I recommend users who link against OpenSSL to enable padding to multiples of at least 1024 bytes if they want to impede traffic analysis. The Nginx devs aren't interested in implementing random record padding or supporting the feature in BoringSSL/LibreSSL, unfortunately.

Can Caddy leverage either form of padding? If so, I might need to give it another look!

And regarding modules: most are written in C and dynamically loaded as shared objects or statically linked during compile-time.

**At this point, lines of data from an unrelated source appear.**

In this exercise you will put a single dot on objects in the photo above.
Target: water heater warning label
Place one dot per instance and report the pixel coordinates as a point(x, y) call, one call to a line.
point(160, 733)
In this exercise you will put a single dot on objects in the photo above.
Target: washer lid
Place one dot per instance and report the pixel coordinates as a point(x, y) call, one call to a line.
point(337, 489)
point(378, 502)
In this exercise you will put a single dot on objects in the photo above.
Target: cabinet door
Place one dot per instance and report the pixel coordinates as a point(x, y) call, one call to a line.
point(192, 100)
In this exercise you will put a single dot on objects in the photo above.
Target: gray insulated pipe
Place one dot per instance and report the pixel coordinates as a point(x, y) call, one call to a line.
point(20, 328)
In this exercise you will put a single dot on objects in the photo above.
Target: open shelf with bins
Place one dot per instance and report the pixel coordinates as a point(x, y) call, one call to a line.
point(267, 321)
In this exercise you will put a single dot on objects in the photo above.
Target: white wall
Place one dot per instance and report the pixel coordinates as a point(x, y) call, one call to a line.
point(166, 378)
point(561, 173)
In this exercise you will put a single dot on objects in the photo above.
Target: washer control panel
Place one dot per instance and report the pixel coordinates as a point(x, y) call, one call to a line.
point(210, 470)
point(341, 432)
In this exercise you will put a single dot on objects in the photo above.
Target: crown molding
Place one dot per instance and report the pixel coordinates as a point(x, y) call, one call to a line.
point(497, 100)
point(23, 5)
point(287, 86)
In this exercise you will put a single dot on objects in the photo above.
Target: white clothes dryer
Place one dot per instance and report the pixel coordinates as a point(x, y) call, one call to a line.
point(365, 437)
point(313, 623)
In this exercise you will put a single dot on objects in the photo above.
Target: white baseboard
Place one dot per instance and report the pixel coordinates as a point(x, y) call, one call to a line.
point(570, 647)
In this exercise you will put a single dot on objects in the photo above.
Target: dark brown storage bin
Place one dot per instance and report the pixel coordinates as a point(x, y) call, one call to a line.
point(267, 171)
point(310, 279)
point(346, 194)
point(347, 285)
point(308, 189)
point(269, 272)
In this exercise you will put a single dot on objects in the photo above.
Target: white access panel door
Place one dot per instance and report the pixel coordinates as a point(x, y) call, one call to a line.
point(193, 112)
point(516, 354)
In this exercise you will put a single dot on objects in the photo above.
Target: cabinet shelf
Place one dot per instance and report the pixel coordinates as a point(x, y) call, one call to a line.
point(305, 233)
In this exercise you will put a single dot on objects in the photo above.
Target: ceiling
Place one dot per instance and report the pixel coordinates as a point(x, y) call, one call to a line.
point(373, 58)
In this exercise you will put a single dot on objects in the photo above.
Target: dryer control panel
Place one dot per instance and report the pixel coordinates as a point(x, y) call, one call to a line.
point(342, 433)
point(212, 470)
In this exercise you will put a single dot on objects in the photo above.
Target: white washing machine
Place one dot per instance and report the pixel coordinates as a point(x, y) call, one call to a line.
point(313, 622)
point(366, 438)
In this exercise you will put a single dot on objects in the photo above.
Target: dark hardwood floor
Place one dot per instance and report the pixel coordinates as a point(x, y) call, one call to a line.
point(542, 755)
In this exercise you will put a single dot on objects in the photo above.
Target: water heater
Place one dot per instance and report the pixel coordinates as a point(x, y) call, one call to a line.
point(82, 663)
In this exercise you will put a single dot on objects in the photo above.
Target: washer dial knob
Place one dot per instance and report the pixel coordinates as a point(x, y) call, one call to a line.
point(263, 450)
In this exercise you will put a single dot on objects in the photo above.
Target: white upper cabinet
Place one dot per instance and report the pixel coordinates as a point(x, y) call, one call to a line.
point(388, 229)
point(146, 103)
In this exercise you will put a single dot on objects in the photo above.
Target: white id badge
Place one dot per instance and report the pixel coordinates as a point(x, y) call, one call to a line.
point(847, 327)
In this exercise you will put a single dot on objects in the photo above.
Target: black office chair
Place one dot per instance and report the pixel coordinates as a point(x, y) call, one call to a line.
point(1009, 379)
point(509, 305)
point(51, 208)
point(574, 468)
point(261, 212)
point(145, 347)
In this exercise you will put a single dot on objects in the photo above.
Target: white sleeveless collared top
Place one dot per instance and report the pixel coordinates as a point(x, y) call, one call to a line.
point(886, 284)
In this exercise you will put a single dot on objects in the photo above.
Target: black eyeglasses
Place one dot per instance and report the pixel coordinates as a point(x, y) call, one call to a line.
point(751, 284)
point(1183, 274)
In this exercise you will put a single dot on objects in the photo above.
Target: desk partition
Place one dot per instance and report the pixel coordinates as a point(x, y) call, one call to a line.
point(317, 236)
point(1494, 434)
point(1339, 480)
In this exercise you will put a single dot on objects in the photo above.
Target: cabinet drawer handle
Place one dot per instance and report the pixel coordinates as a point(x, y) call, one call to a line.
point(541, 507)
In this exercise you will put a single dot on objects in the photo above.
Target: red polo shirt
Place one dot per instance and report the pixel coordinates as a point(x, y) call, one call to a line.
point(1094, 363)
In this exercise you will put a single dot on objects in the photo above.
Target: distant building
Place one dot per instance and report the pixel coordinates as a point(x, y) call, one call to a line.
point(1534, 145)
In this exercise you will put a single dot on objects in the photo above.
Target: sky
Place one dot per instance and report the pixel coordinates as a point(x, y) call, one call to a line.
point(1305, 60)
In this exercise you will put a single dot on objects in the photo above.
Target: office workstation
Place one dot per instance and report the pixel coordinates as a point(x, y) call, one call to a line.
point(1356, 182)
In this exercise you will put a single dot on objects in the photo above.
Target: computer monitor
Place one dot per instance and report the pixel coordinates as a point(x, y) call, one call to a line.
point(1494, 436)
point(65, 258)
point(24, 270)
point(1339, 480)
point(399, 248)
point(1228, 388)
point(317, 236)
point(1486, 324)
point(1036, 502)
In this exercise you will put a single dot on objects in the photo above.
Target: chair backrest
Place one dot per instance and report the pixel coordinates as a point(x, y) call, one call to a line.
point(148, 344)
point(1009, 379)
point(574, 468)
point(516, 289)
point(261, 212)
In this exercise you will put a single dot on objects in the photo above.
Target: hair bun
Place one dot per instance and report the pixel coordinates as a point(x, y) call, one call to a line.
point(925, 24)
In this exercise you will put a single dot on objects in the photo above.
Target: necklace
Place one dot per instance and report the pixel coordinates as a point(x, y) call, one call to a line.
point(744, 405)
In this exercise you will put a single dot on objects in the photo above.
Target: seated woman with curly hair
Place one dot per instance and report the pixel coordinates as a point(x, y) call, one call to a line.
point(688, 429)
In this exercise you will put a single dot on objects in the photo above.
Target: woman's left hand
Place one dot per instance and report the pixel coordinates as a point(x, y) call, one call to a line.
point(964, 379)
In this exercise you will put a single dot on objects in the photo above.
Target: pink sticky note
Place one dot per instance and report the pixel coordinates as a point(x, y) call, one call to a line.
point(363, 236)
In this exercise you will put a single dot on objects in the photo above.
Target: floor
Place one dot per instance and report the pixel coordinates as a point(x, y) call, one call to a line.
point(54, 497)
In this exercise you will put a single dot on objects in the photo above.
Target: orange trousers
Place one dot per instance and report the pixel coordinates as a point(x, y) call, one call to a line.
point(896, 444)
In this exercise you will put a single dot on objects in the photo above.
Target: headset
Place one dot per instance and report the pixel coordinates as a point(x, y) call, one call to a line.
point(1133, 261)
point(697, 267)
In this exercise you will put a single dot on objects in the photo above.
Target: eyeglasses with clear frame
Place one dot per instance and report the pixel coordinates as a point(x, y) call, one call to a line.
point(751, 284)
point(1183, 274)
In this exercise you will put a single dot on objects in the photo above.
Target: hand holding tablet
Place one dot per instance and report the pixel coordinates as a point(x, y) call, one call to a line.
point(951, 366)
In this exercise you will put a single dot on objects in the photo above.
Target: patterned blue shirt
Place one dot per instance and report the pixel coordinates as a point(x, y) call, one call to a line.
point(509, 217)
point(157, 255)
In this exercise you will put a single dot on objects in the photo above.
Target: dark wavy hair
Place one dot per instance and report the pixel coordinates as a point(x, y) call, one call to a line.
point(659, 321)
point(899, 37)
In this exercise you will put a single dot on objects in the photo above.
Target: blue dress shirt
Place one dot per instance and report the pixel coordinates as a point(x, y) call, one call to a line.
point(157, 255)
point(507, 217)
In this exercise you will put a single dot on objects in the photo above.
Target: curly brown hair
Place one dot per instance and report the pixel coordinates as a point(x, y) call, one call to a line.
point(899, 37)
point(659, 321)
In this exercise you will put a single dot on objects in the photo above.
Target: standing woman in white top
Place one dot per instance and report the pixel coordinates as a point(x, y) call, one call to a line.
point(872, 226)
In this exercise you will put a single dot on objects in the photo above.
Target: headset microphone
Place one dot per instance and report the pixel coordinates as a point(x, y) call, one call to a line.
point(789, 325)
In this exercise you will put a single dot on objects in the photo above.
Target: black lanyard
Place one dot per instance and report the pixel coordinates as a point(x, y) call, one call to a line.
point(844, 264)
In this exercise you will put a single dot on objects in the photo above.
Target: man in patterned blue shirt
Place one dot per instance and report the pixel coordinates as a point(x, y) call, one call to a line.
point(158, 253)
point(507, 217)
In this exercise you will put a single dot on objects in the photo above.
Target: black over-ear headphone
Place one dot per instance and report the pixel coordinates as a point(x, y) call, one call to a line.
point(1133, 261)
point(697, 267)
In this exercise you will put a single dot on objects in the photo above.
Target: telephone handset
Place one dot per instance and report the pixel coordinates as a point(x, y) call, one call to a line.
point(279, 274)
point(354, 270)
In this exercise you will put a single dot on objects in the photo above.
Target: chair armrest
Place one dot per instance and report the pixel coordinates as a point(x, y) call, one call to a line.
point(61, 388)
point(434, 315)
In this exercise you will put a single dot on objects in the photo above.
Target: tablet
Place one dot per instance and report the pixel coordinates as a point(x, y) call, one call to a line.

A bunch are listed at https://www.nginx.com/resources/wiki/modules/. The ones for live streaming and VODs are the hardest to replace, IMO. IPScrub was my favorite but I haven't used it for a few years.

Personally, I think live streaming and ffmpeg-based encoding are specialized enough to warrant a specialized server (like a custom Nginx build) and are a bit out of scope for a general-purpose user-friendly server like Caddy.

I'm not sure, I'd have to see what the crypto/tls package does.

I would push back against the notion that something like that is "out of scope" for a "general-purpose user-friendly server". Caddy is far from user friendly if you utilize its low-level JSON configuration API, and at its core, Caddy is an extensible server platform. Even its HTTP app is a plugin, and it can be extended to do frankly anything if you want it to. Streaming video is a use case that I know several people use it for already.